# Pawn shop find



## minicoop1985 (Nov 7, 2016)

Found this thing for the princely sum of $10:




2016-11-07_02-42-11 by Michael Long, on Flickr

WITH lens. It's minty fresh and works perfectly.


----------



## zombiesniper (Nov 7, 2016)

Very nice addition.


----------



## Advanced Photo (Nov 7, 2016)

Ha, I thought you found a hasselblad or phase one for 25 bucks somewhere...
That camera is pre konica merger, a real antique.


----------



## minicoop1985 (Nov 7, 2016)

Advanced Photo said:


> Ha, I thought you found a hasselblad or phase one for 25 bucks somewhere...
> That camera is pre konica merger, a real antique.
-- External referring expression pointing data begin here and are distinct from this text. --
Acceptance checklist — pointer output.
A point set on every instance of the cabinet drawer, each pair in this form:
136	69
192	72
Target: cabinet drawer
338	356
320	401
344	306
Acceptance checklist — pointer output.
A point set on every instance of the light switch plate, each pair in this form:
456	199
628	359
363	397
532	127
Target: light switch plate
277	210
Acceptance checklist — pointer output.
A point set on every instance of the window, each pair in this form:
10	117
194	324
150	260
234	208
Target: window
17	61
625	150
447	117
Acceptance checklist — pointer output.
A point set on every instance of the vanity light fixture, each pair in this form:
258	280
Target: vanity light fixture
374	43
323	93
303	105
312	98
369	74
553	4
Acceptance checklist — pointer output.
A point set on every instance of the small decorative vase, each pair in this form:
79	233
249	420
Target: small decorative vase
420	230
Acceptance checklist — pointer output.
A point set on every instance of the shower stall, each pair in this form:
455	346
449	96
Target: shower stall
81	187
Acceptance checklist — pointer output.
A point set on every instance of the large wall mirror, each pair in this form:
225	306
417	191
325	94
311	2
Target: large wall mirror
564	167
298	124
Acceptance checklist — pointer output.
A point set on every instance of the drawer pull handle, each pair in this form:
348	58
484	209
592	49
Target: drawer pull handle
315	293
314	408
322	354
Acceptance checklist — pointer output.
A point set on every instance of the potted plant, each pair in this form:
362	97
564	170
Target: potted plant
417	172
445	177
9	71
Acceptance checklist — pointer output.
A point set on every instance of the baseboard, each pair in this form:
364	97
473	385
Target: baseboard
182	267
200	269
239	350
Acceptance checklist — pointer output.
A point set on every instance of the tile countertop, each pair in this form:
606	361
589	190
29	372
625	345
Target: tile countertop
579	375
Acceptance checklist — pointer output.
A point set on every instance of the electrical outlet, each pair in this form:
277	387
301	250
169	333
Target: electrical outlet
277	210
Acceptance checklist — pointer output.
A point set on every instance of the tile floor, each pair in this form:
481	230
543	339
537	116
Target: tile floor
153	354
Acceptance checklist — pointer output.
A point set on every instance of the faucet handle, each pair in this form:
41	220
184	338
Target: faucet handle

Dude... I heard of a guy who found a HUGE box of Alpas for like $200, IIRC. And I've heard tales of Hasselblad finds like that. I did find a 1600F for $300, and bought it almost immediately. Unfortunately that camera's dead and gone.


----------



## vintagesnaps (Nov 7, 2016)

Nice find!


----------



## webestang64 (Nov 9, 2016)

Super nice find!


----------



## Destin (Nov 9, 2016)

I don't know a lot about the older Minoltas, but I have an x-700 and loved it when I still dabbled in film.


----------



## minicoop1985 (Nov 9, 2016)

It's an autofocus 35mm motor driven SLR. It has a center AF point, which is great practice for my Hassy.


----------